Friday 10 September 2010

The Name

The surname of WILDGOOSE was derived from the Old English word 'wildgos' a nickname for 'a man with a wild disposition'. Surnames having a derivation from nicknames form the broadest and most miscellaneous class of surnames, encompassing many different types of origin.

The most typical classes refer adjectivally to the general physical aspect of the person concerned, or to his character. Many nicknames refer to a man's size or height, while others make reference to a favoured article of clothing or style of dress. Many surnames derived from the names of animals and birds.

In the Middle Ages ideas were held about the characters of other living creatures, based on observation, and these associations were reflected and reinforced by large bodies of folk tales featuring animals behaving as humans. The name is also spelt WILDGOSE, WYLDGOOSE and WILDGUST.

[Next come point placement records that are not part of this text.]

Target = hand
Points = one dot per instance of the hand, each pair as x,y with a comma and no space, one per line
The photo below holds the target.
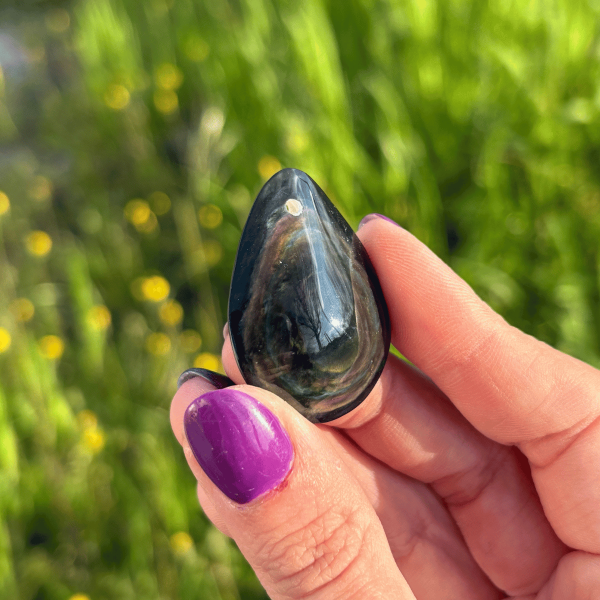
475,476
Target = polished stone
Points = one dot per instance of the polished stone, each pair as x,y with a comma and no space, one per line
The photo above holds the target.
307,316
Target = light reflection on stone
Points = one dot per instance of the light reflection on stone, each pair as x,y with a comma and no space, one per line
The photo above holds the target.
307,316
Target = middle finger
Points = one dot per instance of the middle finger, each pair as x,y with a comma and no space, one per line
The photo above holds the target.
410,425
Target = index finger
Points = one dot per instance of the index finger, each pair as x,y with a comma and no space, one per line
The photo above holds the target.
512,387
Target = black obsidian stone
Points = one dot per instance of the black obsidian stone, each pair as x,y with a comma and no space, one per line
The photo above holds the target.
307,316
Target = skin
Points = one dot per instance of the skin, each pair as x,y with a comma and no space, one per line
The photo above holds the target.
473,475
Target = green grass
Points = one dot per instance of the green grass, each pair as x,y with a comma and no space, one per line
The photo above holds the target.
474,125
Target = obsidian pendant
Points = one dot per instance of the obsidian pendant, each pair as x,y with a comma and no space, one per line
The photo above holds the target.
307,316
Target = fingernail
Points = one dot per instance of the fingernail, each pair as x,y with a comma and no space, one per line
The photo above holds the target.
239,443
216,379
376,216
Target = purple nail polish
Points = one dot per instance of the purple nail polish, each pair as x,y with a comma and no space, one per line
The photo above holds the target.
239,443
376,216
216,379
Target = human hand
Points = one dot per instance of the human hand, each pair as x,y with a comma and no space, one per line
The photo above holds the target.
478,480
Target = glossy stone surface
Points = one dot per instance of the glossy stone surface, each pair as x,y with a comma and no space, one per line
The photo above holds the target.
306,313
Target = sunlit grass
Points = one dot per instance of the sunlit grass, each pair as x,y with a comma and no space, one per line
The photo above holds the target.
137,134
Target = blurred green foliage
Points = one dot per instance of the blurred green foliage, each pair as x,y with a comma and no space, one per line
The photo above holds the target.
134,136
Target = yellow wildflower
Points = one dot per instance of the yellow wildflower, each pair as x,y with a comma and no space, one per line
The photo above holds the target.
22,309
181,543
268,166
190,341
158,344
38,243
51,347
5,340
155,288
207,360
137,211
99,317
93,439
168,76
210,216
171,312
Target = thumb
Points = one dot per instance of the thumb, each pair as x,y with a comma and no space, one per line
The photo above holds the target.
282,493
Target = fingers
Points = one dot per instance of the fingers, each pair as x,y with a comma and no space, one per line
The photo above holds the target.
577,576
423,539
408,424
299,516
511,387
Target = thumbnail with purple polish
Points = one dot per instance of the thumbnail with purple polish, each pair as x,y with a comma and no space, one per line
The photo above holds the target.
239,443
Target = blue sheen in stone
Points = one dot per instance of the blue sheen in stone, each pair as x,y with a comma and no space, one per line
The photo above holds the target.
307,316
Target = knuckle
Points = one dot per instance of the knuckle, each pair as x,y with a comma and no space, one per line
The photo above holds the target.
323,552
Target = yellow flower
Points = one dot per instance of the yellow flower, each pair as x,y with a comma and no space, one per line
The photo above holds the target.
171,312
98,317
190,341
5,340
22,309
213,251
155,288
268,166
117,96
161,203
4,203
93,439
40,188
38,243
181,543
195,48
210,216
166,101
168,76
137,211
51,347
158,344
207,360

Early records of the name mention Henry Wildegos, 1202 County Suffolk. Alicia Wyldguse, was listed in the Yorkshire Poll Tax of 1379. John Wylgose of County Sussex, registered at Oxford University in the year 1582. John Wildgoose married Catherine Garvie at St. George's, Hanover Square, London in 1774.

Over the centuries, most people in Europe have accepted their surname as a fact of life, as irrevocable as an act of God, however much the individual may have liked or disliked the surname, they were stuck with it, and people rarely changed them by personal choice.

A more common form of variation was in fact involuntary, when an official change was made, in other words, a clerical error. Among the humbler classes of European society, and especially among illiterate people, individuals were willing to accept the mistakes of officials, clerks and priests as officially bestowing a new version of their surname, just as they had meekly accepted the surname they had been born with.

In North America, the linguistic problems confronting immigration officials at Ellis Island in the 19th century were legendary as a prolific source of Anglicization.